Celui qui affirmait “Je ris de ce que je veux, quand je veux“ passait ainsi à l’acte en collant au piloris de sa plume entre autres les lecteurs de journaux gratuits, les chauves à perruques, les journalistes sportifs, les fabricants de chaussures et les uniformes des agents de la circulation.

Petit traité d’intolérance

Ces pages n’en ont que plus de saveur et se lisent avec un rire intérieur un peu amer, coincé au fond de la gorge, leur auteur étant depuis mort en martyr de sa gouaille et de sa libre-pensée.

Stéphane Charbonnier dit Charb est né le 21 août 1967 en France à Conflans-Sainte-Honorine. Il apprend à dessiner pendant les cours de maths et bon an, mal an finit par être un peu moins nul en dessin qu’en maths. Il publie ses premiers dessins dans le journal du collège à Pontoise où il signe encore de son vrai nom, Charbonnier. Sa signature prend souvent plus de place que le dessin qui l’accompagne, au lieu d’agrandir le dessin, il finit par rétrécir son nom. Il dessine ensuite pour les Nouvelles du Val-d’Oise, l’hebdomadaire local, tout en préparant un bac qu’il aura du mal à avoir du deuxième coup. Il entame un BTS de pub qui, pense-t-il, lui permettra d’apprendre à dessiner tout en lui garantissant un boulot à la sortie. Il arrête tout au bout de trois mois réalisant que le monde de la pub ne correspond pas à la caricature qu’on en fait : la réalité est bien pire. Il dessine alors pour les programmes des salles de cinéma Utopia. La charge de travail n’étant pas suffisante pour justifier un salaire de TUC (travail d’utilité collective), il nettoie aussi les chiottes puis devient surveillant dans un collège d’Argenteuil. Dans le même temps, il place quelques dessins à droite et à gauche (surtout à gauche en fait) et se défoule dans le fanzine Canicule. En 1991, il collabore régulièrement à La Grosse Bertha qu’il quittera en juillet 1992 avec le gros de l’équipe pour participer au relancement de Charlie Hebdo dans lequel il publie encore aujourd’hui l’essentiel de ses dessins et de ses textes. On a pu voir ou apercevoir aussi, au cours des vingt dernières années, ses dessins avec une fréquence variable dans le Monde Libertaire, Télérama, Mon Quotidien, l’Humanité, l’Hebdo, le monde des ados, Fluide Glacial, l’Écho des Savanes, Libération, les Cahiers pédagogiques, la Nouvelle Vie Ouvrière, Rouge, Zoo, Canal+…
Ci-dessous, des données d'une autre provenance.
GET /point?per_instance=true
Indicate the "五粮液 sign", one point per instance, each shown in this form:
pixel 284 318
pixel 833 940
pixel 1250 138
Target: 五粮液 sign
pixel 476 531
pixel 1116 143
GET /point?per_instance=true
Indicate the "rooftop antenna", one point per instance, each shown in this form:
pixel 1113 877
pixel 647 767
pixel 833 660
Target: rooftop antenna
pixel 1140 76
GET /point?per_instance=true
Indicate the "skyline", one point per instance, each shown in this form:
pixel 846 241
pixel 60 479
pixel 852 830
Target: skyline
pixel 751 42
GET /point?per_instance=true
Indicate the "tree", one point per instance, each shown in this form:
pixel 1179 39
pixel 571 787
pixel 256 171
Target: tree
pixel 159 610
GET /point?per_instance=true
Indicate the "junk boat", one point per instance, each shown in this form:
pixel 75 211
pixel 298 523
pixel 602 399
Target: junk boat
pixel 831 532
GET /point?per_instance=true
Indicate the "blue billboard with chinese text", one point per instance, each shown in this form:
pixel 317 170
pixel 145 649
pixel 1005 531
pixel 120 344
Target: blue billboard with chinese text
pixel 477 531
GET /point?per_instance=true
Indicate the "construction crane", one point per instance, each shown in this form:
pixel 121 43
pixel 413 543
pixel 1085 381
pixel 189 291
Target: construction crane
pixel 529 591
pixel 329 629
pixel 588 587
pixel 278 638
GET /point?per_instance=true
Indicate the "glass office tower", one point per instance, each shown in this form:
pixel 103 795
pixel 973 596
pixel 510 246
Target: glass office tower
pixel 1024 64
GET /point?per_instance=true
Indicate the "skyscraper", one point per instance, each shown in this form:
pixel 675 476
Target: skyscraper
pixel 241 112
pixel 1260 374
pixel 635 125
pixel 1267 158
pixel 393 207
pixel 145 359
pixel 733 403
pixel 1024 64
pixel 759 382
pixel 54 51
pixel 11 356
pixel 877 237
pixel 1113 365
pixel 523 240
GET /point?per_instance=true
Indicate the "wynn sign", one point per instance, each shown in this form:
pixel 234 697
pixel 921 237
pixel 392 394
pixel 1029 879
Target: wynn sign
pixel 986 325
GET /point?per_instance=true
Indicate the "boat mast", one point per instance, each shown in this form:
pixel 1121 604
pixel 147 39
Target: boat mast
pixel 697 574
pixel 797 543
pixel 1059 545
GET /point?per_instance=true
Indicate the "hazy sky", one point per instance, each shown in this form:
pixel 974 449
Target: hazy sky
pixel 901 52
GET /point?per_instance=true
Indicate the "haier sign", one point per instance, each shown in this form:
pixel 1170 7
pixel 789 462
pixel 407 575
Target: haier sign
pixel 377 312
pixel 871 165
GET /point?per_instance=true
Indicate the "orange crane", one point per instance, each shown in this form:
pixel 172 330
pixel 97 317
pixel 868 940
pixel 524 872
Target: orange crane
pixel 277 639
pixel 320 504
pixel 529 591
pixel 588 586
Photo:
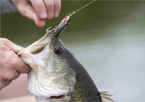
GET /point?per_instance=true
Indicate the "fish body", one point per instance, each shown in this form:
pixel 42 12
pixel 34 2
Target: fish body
pixel 56 75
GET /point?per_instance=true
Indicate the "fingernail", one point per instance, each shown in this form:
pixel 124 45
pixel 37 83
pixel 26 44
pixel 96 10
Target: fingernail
pixel 50 15
pixel 43 14
pixel 56 14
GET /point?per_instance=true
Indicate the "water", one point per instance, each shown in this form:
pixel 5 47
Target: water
pixel 108 38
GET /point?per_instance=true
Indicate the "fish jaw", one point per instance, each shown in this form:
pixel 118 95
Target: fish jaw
pixel 44 82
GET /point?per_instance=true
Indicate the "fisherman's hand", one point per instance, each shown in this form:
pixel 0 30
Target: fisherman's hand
pixel 38 10
pixel 10 64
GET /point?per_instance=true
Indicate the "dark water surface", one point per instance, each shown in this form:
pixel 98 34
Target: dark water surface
pixel 108 38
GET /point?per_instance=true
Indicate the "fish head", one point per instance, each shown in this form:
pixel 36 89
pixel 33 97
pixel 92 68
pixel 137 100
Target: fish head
pixel 52 76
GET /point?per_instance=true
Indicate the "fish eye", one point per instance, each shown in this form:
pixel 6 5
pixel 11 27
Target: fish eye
pixel 58 50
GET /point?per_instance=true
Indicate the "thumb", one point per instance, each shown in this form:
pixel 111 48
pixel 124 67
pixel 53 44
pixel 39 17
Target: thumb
pixel 12 46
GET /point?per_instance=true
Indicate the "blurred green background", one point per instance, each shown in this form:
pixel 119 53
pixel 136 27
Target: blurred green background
pixel 108 38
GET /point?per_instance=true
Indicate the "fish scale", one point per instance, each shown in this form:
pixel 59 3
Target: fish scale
pixel 56 75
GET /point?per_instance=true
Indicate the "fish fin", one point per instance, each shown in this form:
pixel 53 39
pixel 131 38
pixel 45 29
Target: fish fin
pixel 106 97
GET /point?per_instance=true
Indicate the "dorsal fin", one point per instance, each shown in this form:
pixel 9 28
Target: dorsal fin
pixel 106 97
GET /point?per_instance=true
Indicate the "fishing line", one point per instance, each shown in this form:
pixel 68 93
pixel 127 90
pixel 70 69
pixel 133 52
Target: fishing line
pixel 70 14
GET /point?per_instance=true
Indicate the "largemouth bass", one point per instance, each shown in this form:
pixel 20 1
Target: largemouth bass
pixel 56 75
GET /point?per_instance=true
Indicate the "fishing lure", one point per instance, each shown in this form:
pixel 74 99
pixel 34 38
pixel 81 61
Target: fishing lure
pixel 66 20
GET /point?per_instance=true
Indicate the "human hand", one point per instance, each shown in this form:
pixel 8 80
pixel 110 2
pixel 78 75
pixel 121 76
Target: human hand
pixel 11 66
pixel 38 10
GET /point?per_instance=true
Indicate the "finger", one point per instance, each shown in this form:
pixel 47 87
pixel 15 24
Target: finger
pixel 39 8
pixel 50 8
pixel 57 7
pixel 11 45
pixel 4 83
pixel 27 11
pixel 19 65
pixel 9 74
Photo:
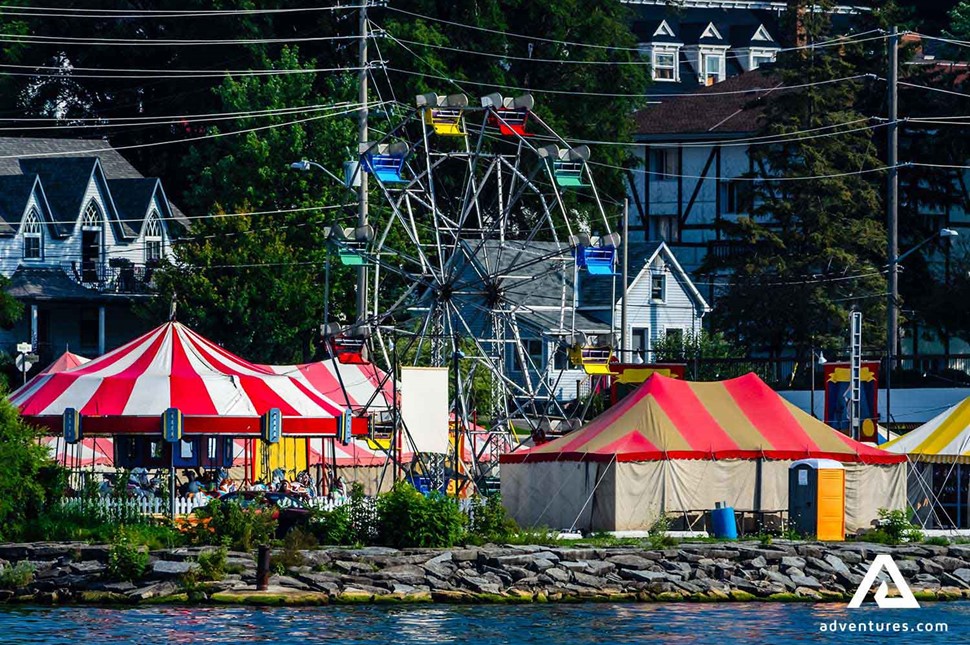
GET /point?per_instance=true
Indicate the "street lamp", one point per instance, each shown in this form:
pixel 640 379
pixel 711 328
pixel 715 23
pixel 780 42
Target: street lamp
pixel 817 359
pixel 892 312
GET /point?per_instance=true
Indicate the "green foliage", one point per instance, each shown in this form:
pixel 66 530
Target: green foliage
pixel 895 528
pixel 127 560
pixel 30 482
pixel 489 521
pixel 406 518
pixel 16 576
pixel 212 564
pixel 229 523
pixel 333 526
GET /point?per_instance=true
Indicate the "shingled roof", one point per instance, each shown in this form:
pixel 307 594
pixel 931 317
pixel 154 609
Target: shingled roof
pixel 65 167
pixel 734 106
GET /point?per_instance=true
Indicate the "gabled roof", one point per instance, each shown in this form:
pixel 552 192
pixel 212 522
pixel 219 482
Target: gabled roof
pixel 14 194
pixel 598 292
pixel 65 181
pixel 735 107
pixel 65 165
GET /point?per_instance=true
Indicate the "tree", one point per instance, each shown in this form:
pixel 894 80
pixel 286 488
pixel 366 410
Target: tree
pixel 25 466
pixel 815 241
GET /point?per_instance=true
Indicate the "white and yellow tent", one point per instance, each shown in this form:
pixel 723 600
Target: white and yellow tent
pixel 938 452
pixel 943 439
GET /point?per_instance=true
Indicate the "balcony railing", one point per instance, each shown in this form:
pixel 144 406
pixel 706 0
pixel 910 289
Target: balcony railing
pixel 115 276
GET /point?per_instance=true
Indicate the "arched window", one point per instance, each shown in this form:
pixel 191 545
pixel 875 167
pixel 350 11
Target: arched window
pixel 92 240
pixel 153 238
pixel 33 236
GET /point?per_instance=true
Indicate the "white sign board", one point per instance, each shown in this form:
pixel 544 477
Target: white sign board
pixel 425 407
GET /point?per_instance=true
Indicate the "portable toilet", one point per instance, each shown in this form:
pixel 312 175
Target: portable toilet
pixel 816 498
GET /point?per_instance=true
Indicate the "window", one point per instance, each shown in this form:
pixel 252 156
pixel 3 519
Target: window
pixel 664 163
pixel 153 238
pixel 640 342
pixel 711 64
pixel 757 60
pixel 657 287
pixel 735 197
pixel 665 66
pixel 675 336
pixel 89 329
pixel 33 237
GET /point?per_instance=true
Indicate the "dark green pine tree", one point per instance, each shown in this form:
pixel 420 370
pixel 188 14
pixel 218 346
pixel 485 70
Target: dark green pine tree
pixel 813 244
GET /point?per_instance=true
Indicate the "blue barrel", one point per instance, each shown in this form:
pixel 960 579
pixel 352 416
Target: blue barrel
pixel 723 524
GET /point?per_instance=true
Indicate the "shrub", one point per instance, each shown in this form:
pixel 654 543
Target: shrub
pixel 126 560
pixel 230 523
pixel 334 527
pixel 896 527
pixel 30 483
pixel 406 518
pixel 16 576
pixel 488 521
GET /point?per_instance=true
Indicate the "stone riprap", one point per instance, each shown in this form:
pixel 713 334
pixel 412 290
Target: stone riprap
pixel 706 572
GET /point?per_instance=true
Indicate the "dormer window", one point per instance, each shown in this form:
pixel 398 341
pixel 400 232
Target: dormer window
pixel 665 65
pixel 712 68
pixel 33 237
pixel 153 238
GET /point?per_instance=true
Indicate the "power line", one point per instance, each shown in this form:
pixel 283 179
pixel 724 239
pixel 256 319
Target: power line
pixel 214 135
pixel 68 73
pixel 147 42
pixel 67 124
pixel 118 14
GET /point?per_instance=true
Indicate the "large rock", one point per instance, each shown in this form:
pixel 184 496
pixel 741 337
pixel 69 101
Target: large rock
pixel 172 568
pixel 634 562
pixel 805 581
pixel 156 590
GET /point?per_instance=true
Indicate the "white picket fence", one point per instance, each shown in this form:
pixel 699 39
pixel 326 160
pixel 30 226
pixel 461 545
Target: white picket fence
pixel 141 505
pixel 183 505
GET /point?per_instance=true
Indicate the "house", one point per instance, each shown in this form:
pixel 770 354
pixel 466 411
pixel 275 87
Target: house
pixel 702 43
pixel 81 231
pixel 542 312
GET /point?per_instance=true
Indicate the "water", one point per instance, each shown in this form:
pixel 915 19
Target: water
pixel 720 624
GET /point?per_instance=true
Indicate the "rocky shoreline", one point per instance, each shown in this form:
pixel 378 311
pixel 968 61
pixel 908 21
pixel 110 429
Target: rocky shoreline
pixel 699 572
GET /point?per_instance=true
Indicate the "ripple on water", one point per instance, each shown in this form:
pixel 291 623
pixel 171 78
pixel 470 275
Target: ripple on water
pixel 717 624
Victime d’un assassinat programmé. Le 7 janvier 2015, Charb a fait partie des victimes de l’attentat terroriste islamiste perpétré contre Charlie Hebdo : en pénétrant dans la salle où se tenait la conférence de rédaction, les terroristes se sont d’abord assurés que Charb était bien là en le nommant, puis ils l’ont éxécuté en premier, avant de tirer en rafales sur les autres personnes présentes. Il a été inhumé à Pontoise  le 16 janvier 2015 .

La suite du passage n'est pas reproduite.